Identity is behavioural glue. When employees understand it, they deliver experiences that feel seamless. That alignment between look, language and action turns branding from façade into truth.

For example, the heritage chocolate brand Guylian refreshed its identity by retaining its iconic sea-horse emblem (preserving recognition) while modernising the typography, packaging structure and sustainability credentials. The result was a refined version of the brand that felt both familiar to long-standing customers and fresh to newer audiences.
When design and behaviour align, audiences sense authenticity. The brand becomes what it claims to be.

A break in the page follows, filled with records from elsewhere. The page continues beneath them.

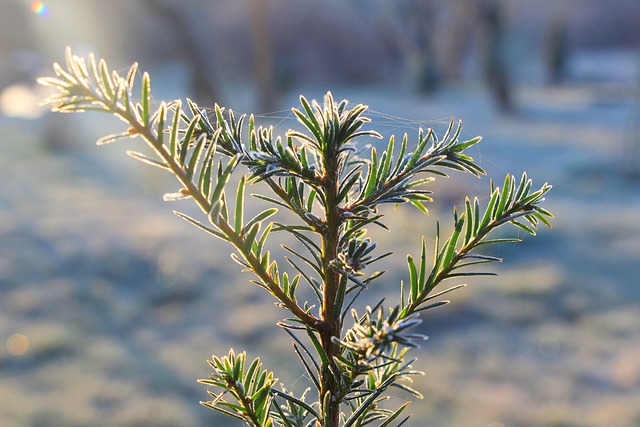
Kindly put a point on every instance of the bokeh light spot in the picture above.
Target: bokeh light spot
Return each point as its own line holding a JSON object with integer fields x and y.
{"x": 17, "y": 344}
{"x": 39, "y": 8}
{"x": 20, "y": 101}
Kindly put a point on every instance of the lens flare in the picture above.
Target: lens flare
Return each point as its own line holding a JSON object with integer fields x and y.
{"x": 39, "y": 8}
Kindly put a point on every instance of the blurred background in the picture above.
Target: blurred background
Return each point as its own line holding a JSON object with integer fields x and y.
{"x": 110, "y": 306}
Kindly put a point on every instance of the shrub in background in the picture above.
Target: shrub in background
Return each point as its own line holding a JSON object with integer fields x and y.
{"x": 352, "y": 356}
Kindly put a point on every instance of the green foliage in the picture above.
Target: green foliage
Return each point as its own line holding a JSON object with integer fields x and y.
{"x": 317, "y": 175}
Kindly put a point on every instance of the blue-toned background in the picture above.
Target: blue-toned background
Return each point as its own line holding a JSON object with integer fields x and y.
{"x": 110, "y": 305}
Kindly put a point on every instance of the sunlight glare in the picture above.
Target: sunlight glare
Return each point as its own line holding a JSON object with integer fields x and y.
{"x": 39, "y": 8}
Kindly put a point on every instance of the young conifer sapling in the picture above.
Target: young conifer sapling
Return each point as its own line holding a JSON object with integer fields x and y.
{"x": 351, "y": 355}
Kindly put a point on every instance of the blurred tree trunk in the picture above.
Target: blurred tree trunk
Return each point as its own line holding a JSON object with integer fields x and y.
{"x": 459, "y": 37}
{"x": 493, "y": 55}
{"x": 203, "y": 87}
{"x": 557, "y": 51}
{"x": 416, "y": 21}
{"x": 263, "y": 56}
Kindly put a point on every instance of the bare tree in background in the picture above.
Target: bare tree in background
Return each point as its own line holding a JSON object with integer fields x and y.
{"x": 263, "y": 56}
{"x": 203, "y": 86}
{"x": 494, "y": 63}
{"x": 557, "y": 50}
{"x": 458, "y": 37}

14. Measure equity, not just awareness
“Trends spike awareness. Timelessness builds equity. Check for emotional recognition, not just impressions.” – Mike Perry
The final principle is about judging success. Too often, brands chase visibility metrics (impressions, clicks, reach) and ignore the deeper question: do people care?
Awareness is the starting line, not the finish. What truly matters is brand equity — the stored value of trust, loyalty and emotional attachment that makes customers choose you even when you’re not cheapest or closest.

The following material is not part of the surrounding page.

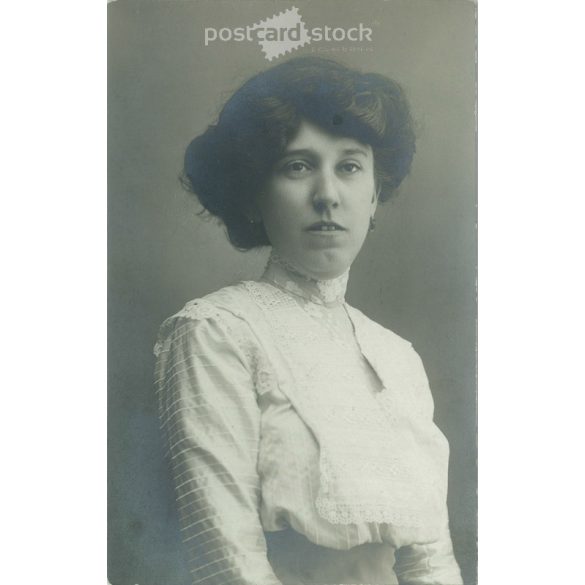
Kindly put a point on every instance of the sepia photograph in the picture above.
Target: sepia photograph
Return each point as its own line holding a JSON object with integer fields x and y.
{"x": 292, "y": 292}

To measure equity, look beyond dashboards:
- Qualitative research. Ask audiences what feelings or words they associate with your brand. If they mirror your intended traits (innovative, human, dependable) your identity is working.
- Emotional recognition. Can consumers identify you from a single colour, jingle or phrase? That recall equals equity.

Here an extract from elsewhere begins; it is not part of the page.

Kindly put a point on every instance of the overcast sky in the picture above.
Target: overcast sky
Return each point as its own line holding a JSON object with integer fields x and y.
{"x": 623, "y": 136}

- Behavioural data. Rising repeat-purchase rates or referral numbers indicate emotional loyalty.
- Brand-health tracking. Monitor attributes like differentiation, relevance and esteem, not just awareness.

Chasing trends might earn a viral moment, but it rarely compounds value. Consistency does.
Think of John Lewis’s annual Christmas ads: each year refreshes the story but the tone, craft and sentiment remain constant. The campaign doesn’t just generate views; it reinforces affection built over decades.
Timelessness builds equity. Focus on what people remember and feel, not just what they momentarily notice.
15. Be honest with yourselves
Wybe Magermans: "A rebrand only works if it’s true to who you are. For us, that meant acknowledging that we didn’t need to reinvent ourselves. We needed to evolve. As a merged agency, we took time to get under the skin of what united us.

Creativity, care and courage. We chose to keep our name, WMH&I, during our rebrand because it’s recognised, respected, and still represents the partnership of Williams Murray Hamm and Identica. Our goal wasn’t to erase our past. It was to unify it."
Building Identities That Endure
What emerges from both Mike Perry’s principles and Wybe Magermans’ reflections is a simple but often-overlooked truth: great brand identity work is a profound act of understanding. The strongest brands aren’t built on aesthetics alone, nor on clever taglines or seasonal trends. They’re built on honesty, rigour and an unshakeable sense of self.
Mike’s ten principles remind us that identity begins long before the first design review. It starts in the archives, in the founding story, in the motivations that once made a brand necessary and which can still make it meaningful today. Wybe's experiences, meanwhile, underscore the value of honesty. Knowing when to evolve rather than reinvent, when to unify rather than discard.
Together, their ideas form a blueprint for any agency or brand looking to build an identity that endures. Dig deep. Stay true. Bring people with you. Document what matters. And above all, build from something real. Because when an identity is rooted in truth (not trends, ego or aesthetics) it becomes more than a look or a system. It becomes inevitable.